Buffalo, New York, helped Angora, Turkey, last week in spreading the new gospel of a 31-letter Latinized alphabet which dynamic President Mustafa Kemal Pasha has made obligatory throughout the Turkish Republic (TIME, Sept. 17). The trouble has been to keep the new, distinct, simple characters from being corrupted by the addition of old-style Turkish flourishes. Many a young Turk, once he has mastered the new letters at a Government school, goes home to his village and soon develops a “dialect alphabet” which only his closest intimates can read. How to wipe out this maddening balk of progress? Obviously, with typewriters!
Last week famed Remington Rand Inc., alert typewriter folk of Buffalo, shipped to far-away Angora 3,000 specially made, 31-key, 100% Turkish typewriters. “To build them we had to construct entirely new dies,” said Remington Rand’s foreign sales director John A. Zellers. “That was what sent the total cost of this shipment up to $400,000” ($133.33 per typewriter).

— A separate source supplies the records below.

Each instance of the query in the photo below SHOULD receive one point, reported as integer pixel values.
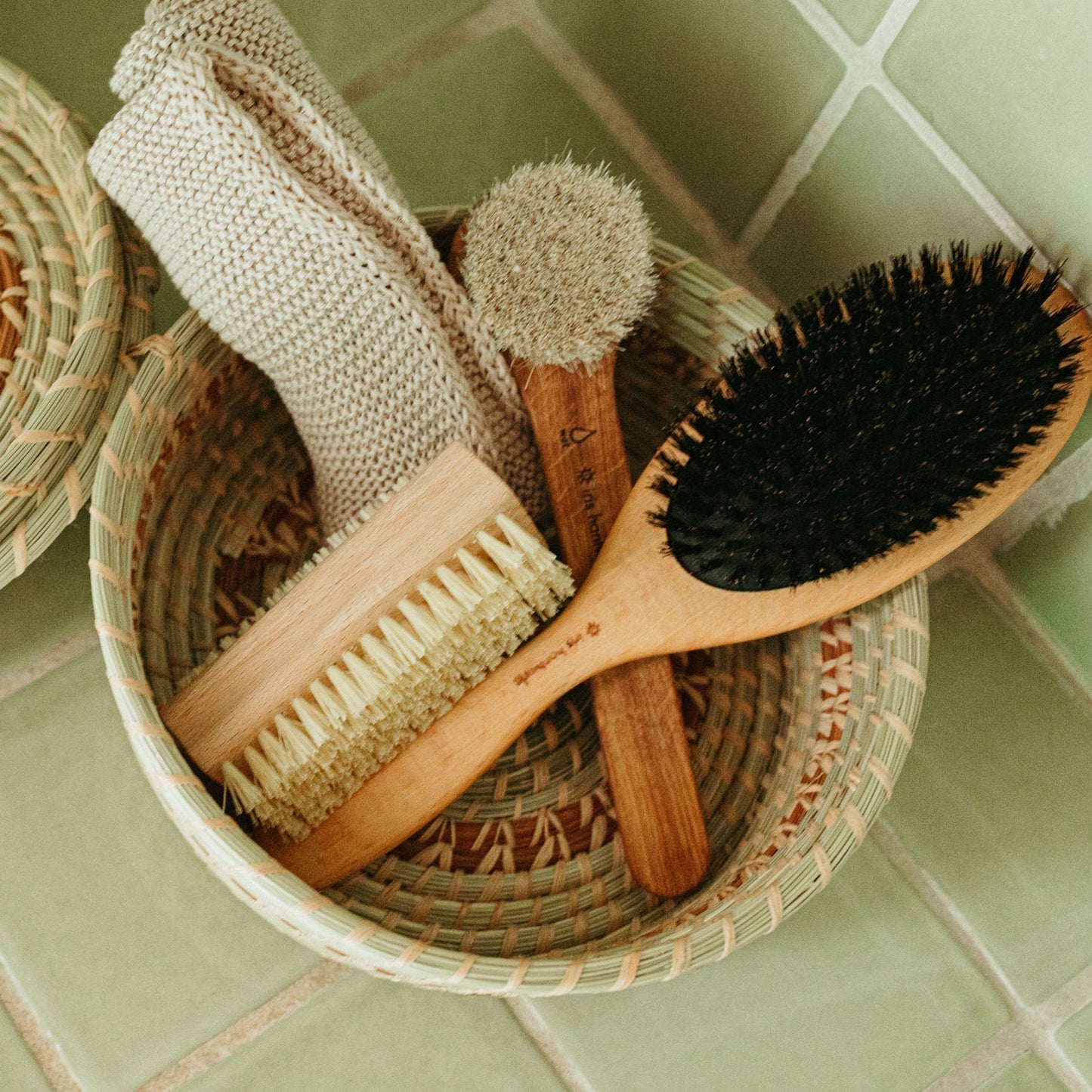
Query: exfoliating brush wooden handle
(637, 707)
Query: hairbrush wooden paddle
(557, 262)
(869, 432)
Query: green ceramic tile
(1050, 568)
(1075, 1038)
(518, 110)
(996, 795)
(1028, 1075)
(876, 190)
(363, 1033)
(348, 39)
(70, 46)
(859, 17)
(19, 1072)
(1006, 84)
(51, 602)
(169, 305)
(728, 91)
(862, 989)
(128, 949)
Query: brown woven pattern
(12, 309)
(83, 299)
(521, 886)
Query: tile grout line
(861, 63)
(247, 1029)
(1032, 1028)
(979, 565)
(39, 1041)
(496, 15)
(1047, 501)
(800, 163)
(540, 1033)
(594, 93)
(608, 108)
(949, 914)
(59, 654)
(864, 68)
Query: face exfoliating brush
(556, 260)
(366, 647)
(868, 434)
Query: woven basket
(86, 281)
(201, 507)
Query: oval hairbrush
(556, 260)
(871, 432)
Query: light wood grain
(637, 708)
(637, 602)
(419, 529)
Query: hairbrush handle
(637, 708)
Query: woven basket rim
(114, 277)
(698, 309)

Total U. S. typewriter exports were $18,020,495 in 1925, have shown a steady increase to $21,010,890 last year. Great Britain took $3,250,018 worth, despite intensive propaganda that “British Machines are Best.” France came second with a purchase of $1,971,617, Argentina took $1,020,702, and Canada followed close with $1,000,944. Six other countries each took between $600,000 and $900,000 worth: Italy, Germany, British India, Brazil, Spain and Czechoslovakia.